Il y en a d’autres qui sont variables en fonction des pays, le taux d’alphabétisation, le taux d’urbanisme surtout en fonction du temps, ect....
La pauvreté intrinsèquement n’est pas criminogène, je vis dans un pays pauvre et entouré de pauvres. Les conditions de pauvreté c’est peut être un vivier mais pas une cause.
Je réside en Amérique latine, c’est plus par rapport à cette région que je me base.
J’ai un coup voulu comparer à la France, paradoxalement les chiffres y sont plus difficiles à trouver.
Par contre les synthèses de Bauer on les trouve plus facilement ; à priori c’est plus sont idéologie sécuritaire qui le guide que les chiffres.

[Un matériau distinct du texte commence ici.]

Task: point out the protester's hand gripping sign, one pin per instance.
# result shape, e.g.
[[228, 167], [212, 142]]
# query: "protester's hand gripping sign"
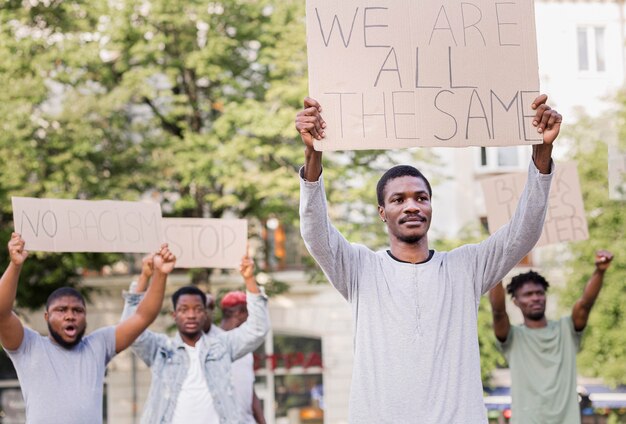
[[206, 243], [60, 225], [402, 73], [565, 215]]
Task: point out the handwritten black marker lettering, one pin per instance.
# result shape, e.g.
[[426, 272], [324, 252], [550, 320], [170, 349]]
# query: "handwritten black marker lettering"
[[131, 229], [52, 227], [514, 101], [483, 117], [456, 126], [443, 28], [366, 26], [35, 229], [395, 69], [326, 40], [472, 24]]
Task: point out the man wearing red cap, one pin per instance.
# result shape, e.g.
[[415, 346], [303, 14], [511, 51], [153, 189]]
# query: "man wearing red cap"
[[235, 313], [191, 372]]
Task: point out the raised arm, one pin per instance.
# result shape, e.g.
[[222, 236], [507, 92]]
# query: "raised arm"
[[582, 307], [500, 252], [249, 335], [501, 324], [147, 269], [548, 123], [11, 330], [257, 408], [310, 125], [148, 309]]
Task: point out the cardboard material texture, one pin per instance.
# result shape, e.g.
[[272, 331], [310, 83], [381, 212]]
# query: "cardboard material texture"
[[617, 173], [58, 225], [565, 217], [438, 73], [206, 243]]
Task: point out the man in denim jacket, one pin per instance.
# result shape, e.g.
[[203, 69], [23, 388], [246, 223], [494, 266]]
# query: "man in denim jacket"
[[191, 381]]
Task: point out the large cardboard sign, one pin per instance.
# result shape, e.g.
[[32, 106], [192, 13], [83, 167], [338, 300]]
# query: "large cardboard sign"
[[206, 243], [58, 225], [565, 217], [403, 73], [617, 173]]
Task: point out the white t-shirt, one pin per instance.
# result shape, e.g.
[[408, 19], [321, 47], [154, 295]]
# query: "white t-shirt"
[[243, 380], [195, 403]]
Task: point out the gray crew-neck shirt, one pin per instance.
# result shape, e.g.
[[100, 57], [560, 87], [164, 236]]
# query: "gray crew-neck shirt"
[[63, 386], [543, 372], [416, 357]]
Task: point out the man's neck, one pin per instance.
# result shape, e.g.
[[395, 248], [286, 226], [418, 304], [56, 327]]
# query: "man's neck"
[[410, 252], [227, 324], [191, 341], [535, 324]]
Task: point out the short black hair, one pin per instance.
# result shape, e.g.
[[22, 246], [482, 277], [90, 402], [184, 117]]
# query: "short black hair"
[[193, 290], [397, 172], [521, 279], [64, 292]]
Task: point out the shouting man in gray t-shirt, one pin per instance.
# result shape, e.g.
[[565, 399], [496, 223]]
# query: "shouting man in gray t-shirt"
[[62, 375], [416, 357]]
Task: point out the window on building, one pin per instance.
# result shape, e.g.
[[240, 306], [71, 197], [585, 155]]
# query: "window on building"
[[591, 49]]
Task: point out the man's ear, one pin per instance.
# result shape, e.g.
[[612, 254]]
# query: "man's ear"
[[381, 213]]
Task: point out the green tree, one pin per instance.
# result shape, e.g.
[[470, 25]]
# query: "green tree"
[[191, 102], [604, 342]]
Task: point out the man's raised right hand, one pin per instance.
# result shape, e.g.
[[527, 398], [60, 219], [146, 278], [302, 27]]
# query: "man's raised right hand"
[[17, 252], [309, 122]]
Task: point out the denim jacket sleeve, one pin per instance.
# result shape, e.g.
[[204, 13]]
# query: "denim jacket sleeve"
[[249, 335], [147, 344]]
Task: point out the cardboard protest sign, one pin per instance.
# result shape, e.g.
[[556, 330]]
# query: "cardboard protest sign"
[[617, 173], [58, 225], [432, 73], [206, 243], [565, 217]]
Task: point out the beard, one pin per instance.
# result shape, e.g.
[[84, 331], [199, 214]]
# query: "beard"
[[410, 239], [536, 316], [64, 344]]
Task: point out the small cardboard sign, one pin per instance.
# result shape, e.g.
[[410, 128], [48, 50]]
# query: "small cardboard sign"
[[61, 225], [205, 242], [565, 217], [403, 73]]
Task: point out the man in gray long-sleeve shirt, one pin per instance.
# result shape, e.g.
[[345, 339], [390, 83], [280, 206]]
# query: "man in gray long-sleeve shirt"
[[415, 310]]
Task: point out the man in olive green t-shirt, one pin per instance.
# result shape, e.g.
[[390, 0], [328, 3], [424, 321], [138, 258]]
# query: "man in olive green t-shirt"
[[542, 353]]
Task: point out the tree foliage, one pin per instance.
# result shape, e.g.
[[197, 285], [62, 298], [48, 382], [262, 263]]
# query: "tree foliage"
[[604, 341], [190, 103]]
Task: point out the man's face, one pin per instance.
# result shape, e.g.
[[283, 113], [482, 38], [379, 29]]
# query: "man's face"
[[67, 321], [531, 299], [190, 315], [407, 208]]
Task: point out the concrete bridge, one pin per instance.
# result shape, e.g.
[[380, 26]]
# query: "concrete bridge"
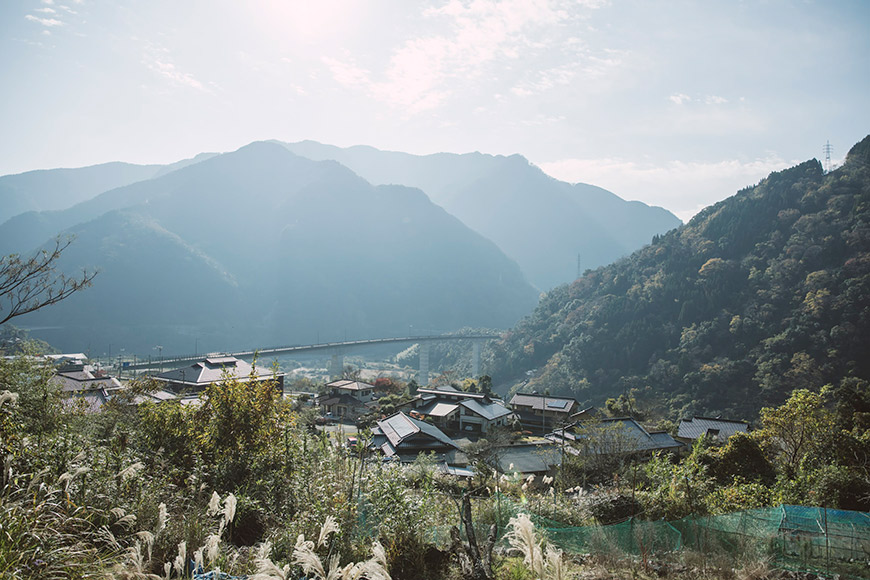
[[337, 350]]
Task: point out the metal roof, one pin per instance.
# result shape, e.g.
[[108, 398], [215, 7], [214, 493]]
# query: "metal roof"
[[490, 412], [399, 427], [528, 458], [215, 369], [615, 435], [541, 402], [438, 409], [349, 385], [720, 428]]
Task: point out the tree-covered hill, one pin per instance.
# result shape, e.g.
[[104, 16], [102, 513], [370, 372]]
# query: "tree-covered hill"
[[263, 247], [539, 221], [760, 294]]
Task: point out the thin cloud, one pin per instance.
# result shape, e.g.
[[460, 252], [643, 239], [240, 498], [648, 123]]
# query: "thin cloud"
[[683, 187], [479, 39], [171, 72], [48, 22], [715, 100]]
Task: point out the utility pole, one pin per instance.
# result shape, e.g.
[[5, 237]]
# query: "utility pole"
[[827, 149]]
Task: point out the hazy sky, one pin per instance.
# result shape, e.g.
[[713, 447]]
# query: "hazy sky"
[[675, 103]]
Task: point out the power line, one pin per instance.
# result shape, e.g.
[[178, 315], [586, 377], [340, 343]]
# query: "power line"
[[827, 149]]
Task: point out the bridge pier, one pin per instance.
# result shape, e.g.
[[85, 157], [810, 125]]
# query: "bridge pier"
[[475, 359], [336, 365], [423, 375]]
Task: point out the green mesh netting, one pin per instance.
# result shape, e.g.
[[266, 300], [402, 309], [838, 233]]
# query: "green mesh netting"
[[795, 537]]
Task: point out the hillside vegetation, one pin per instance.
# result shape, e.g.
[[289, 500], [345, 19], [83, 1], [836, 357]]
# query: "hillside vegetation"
[[760, 294]]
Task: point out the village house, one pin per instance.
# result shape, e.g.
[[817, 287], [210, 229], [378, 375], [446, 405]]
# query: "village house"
[[346, 399], [719, 430], [85, 386], [617, 435], [402, 437], [536, 458], [543, 413], [460, 412], [216, 369]]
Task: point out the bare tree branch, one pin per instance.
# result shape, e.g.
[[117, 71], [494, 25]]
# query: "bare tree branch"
[[30, 284]]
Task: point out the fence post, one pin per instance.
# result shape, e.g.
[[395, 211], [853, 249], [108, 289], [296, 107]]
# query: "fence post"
[[827, 545]]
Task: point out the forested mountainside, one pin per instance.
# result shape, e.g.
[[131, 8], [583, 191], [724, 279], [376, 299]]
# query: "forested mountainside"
[[760, 294], [261, 247], [541, 222]]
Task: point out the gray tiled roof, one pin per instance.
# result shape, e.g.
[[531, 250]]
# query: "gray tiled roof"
[[438, 409], [542, 403], [451, 392], [631, 436], [349, 385], [213, 370], [84, 380], [528, 458], [490, 411], [399, 427], [720, 428]]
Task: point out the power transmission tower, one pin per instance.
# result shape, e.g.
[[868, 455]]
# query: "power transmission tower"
[[827, 150]]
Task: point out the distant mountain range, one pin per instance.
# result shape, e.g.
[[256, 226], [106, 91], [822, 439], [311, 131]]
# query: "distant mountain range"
[[760, 294], [542, 223], [279, 243], [54, 189], [263, 247]]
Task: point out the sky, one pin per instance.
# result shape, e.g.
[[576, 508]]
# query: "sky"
[[676, 103]]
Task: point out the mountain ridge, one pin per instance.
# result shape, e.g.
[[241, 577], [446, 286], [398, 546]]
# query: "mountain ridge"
[[757, 295], [261, 246]]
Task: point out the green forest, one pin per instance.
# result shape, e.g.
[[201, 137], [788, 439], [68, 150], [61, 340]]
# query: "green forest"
[[758, 295], [243, 483], [758, 309]]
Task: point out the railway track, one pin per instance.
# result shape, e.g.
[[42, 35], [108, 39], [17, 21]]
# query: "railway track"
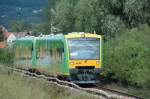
[[101, 92]]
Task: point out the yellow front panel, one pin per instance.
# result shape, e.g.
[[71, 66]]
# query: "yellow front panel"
[[77, 35], [76, 63]]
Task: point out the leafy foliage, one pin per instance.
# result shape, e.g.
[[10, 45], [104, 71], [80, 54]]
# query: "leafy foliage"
[[19, 26], [127, 57], [1, 34]]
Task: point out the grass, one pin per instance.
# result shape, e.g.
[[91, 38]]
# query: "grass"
[[14, 86]]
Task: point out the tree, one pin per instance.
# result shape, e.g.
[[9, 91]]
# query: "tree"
[[65, 18], [1, 33], [19, 26], [49, 14]]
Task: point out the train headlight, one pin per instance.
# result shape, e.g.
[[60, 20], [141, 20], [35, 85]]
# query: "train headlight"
[[97, 62], [71, 63]]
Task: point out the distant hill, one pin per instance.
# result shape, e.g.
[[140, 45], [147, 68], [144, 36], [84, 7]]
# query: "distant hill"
[[27, 10]]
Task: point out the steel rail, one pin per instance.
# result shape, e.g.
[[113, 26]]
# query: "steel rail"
[[103, 93]]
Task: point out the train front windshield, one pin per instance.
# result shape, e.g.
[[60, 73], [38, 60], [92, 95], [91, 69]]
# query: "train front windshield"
[[84, 48]]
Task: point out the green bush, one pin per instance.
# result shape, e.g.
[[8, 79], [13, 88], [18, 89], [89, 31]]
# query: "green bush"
[[127, 57]]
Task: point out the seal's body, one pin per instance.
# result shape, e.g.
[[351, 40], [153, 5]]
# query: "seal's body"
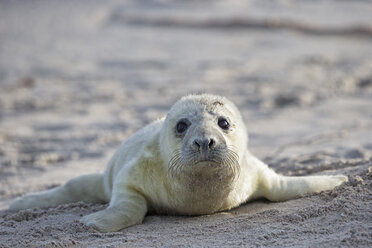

Comme il est écouté par les politiques, le coté sécuritaire permet d’enlever des libertés et permet de marginaliser le pauvre*.
Je réside dans un pays plus criminogène que la France, il y a 23 homicides pour 100.000 habitants, la France c’est 1,1. Je peux voir l’évolution de la criminalité ou la délinquance. En France je vois le chiffre de la perception de la criminalité, les autres chiffres je vois les changements de logiciel d’acquisition de la délinquance c’est tout. L’avant et l’après ce changement ne sont pas interprétables car les critères sont différents.
Les médias ou merdias sont là pour endormir, si on peut distiller un peu de peur de l’autre aussi c’est un plus.
Avec la peur disparait la solidarité et on peut facilement faire accepter l’inacceptable à quelqu’un qui a peur.
* Comme le pauvre est appelé à être de plus en plus à la mode, il vaut mieux anticiper, marginaliser une majorité c’est plus difficile.